Configure the Analog Input
Besides configuring the channel, we also need to configure the P_Ain instruction. Go to Maintenance of the P_AIn instruction, and configure the input thresholds on page 2. Please make sure it’s not the channel that you are setting, but the P_AIn. Check your title bar on the faceplates.
At this time, go to Display Advanced properties. As I’ve said before, we are scaling the value from 4000 to 20000 into 0 to 100%.
At this point, your analog signal is configured. Check the Level display screen to verify we still have a FF Value of around 100%.
Set your Level Load back to 50%.
Once again, be sure to save your work in RSLogix / Studio 5000.
Set up Feed Forward for PlantPAx PID.
Setting up feed forward for PlantPAx PID is very simple at this point. Basically, we just send the Feed Forward value into the Level PID controller.
Go to the properties of your Level PID Controller. Set the visibility field for Inp_FF.
At this point, simply tie your LevelLoadScaled value into the Inp_FF node on the Level PID.
Finalize your work, or download to the processor. Because our PID is already tuned, we are ready to test our work.
Test your work with Feed Forward for PlantPAx PID
With your loads for flow and level set on 50%, let’s make sure we are maintaining the level setpoint.
Now change your load to 25%. Let the process variable settle, then change your load to 50%. Once again, allow the process variable to settle, then change the load to 75%.
Note: If you wish to adjust how much effect the load changes have on your CV, you can simply scale the value with the SCL Instruction.
As you can see, when we suddenly have a smaller load, the control variable drastically lowers based on the new demand.
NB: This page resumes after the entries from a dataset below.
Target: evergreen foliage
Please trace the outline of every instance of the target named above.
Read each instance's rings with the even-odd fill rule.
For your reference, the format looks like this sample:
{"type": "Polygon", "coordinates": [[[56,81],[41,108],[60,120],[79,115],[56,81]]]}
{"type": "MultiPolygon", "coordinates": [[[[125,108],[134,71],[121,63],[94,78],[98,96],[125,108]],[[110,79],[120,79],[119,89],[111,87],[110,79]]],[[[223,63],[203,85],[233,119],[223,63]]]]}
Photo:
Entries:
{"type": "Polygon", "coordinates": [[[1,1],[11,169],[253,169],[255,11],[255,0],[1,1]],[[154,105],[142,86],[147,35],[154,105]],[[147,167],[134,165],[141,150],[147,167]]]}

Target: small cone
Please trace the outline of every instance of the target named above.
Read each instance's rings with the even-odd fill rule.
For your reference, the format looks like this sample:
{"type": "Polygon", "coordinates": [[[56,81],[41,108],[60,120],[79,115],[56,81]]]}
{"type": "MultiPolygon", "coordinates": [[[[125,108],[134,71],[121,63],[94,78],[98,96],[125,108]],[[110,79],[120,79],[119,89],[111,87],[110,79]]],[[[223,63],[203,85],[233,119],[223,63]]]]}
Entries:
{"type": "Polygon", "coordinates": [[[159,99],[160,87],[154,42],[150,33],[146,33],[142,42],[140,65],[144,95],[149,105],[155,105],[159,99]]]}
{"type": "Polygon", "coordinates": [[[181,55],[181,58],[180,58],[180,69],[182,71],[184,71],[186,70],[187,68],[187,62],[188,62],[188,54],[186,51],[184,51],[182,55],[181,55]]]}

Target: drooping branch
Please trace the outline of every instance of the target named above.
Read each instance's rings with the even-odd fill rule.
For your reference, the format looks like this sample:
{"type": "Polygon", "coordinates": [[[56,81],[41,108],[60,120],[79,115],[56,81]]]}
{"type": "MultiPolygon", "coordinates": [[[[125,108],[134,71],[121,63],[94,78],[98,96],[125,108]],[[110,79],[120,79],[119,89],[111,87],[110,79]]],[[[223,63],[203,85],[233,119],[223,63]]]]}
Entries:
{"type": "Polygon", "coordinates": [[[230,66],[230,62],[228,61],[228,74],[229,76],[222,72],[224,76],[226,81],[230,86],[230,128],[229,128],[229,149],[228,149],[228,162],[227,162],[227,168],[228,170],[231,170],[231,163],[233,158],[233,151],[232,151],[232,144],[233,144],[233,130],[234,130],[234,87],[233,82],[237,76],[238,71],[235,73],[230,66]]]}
On the other hand, if we have an increase in load, the control variable drastically increases in anticipation of the tank level drop.
To summarize, we simply need a value to tell us the demand on the system. We feed this value into the Inp_FF node on the PID block. When the load changes, the Feed Forward provides a bias directly, and instantly to the control variable. This provides a much better response of our loop. You can use this for any type of disturbance, providing that you offset the control variable in the right direction.